The 2021 trial protocol states:
Changes in trial design following approval
At the beginning of the study, the upper limit for including patients was extended from initially 6 months to 12 months after diagnosis or hospital discharge (inclusion criterion b). This enhanced the feasibility of the project as patients from the first COVID-19 wave in the Netherlands were then eligible when initiating recruitment in October 2020
So...they stretched entry criteria so they could still include first-wave patients when starting too late to include them (the problem the ZonMw project review pointed out, but they said they could avoid), negating the whole setup and aim of their project doing so. Which they try to justify with:
"In the ReCOVer study the upper limit for including patients was extended from initially 6 months to 12 months after COVID-19 diagnosis or hospital discharge. Despite this extension, we are still able to test whether we can prevent the development of chronic fatigue. Although a duration of 6 months is generally used to define chronic fatigue, this cut-off is somewhat arbitrary. Also in cases where fatigue is present since 12 months after COVID-19 it can be considered as a relatively short duration compared to previous intervention studies where patients have been included with an average fatigue duration up to 5 years)
Of course this is utter bs reasoning, as those studies were not about prevention, but later stage treatment. This is also the same bs reasoning Knoop used in June 2020 to justify possibly extending the recruitment criteria of his "prevention" study from 6 to 7/8 months, now stretched to justify the actual extension from 6 to 12 months.
Also, when someone's incapacitated by "fatigue" for 10 months already you are too late for "prevention".
To call the the six month mark "arbitrary" when discussing the possible extension to 7 or 8 months (with claimed measures in place to avoid that eventuality), was already weak, but here they demonstrate that they truly just declared it "arbitrary" on a whim because they needed it stretched to get to their participant number. Of course acute < 3 months & chronic > six months was simplistic to begin with, but you need to draw a line somewhere, and it was their own assertion this was how it would work, until it didn't suit them.

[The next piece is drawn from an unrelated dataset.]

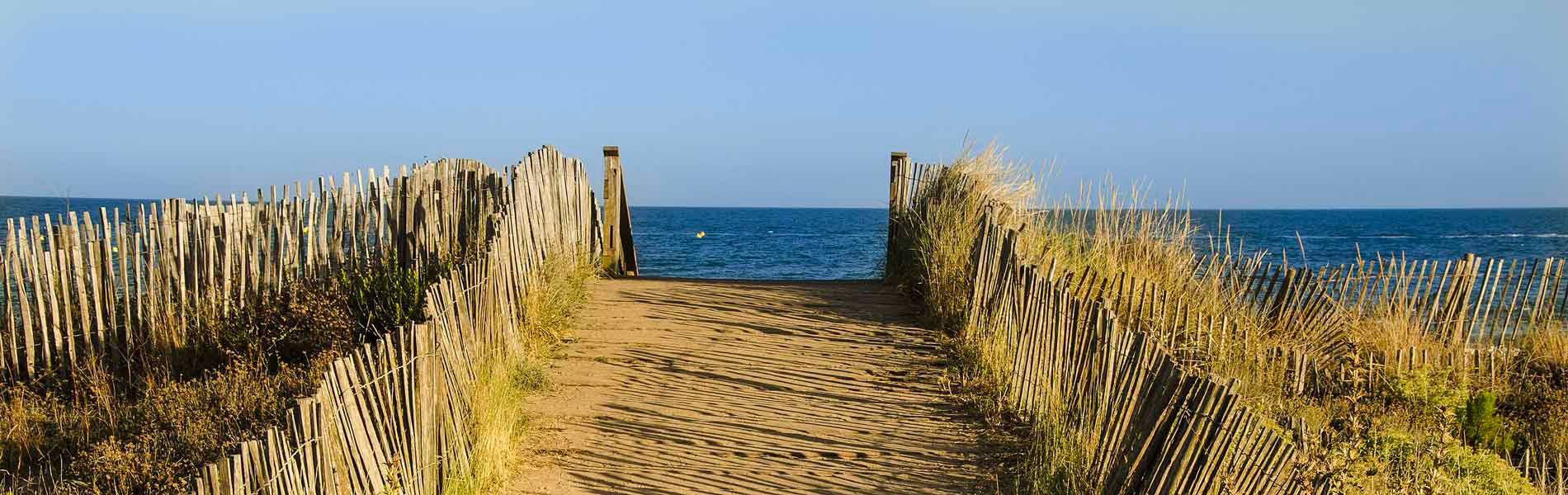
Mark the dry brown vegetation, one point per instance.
(148, 425)
(1426, 431)
(507, 378)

In line with this, the recruitment web page clearly said the study was about prevention, but then mentions participants will be 3-9 months since diagnosed with c-19 (so the extended timeframe, no "small steps"), and the questionaire used to see if you might be eligible for participation uses 3-12 months (the "unlikely" scenario). So they recruited for participation assessment in the extended timeframes.
Still, Knoop was sure he would be able to make 114 when he submitted his project plan, so with the stream of self-registers, quickly filling up the study, I reckon it should not have been difficult to get to 114 3-6month patients out of 721 assessments, no? Why was extension necessary for feasability when he says he was swimming in possible participants, "I have never seen a study fill up so quickly."?
This project went from being about prevention (what they got the grant for, it was a special study making use of an "unique opportunity"), to being about prevention while participants were already well into the phase where their "fatigue" was deemed chronic by the researchers themselves (Schrödingers cat has a rival, Knoop's chronic fatigue- It's both preventable
and already chronic), to not being about prevention at all but about up-to-12-month fatigued patients being "less severely fatigued" after CBT.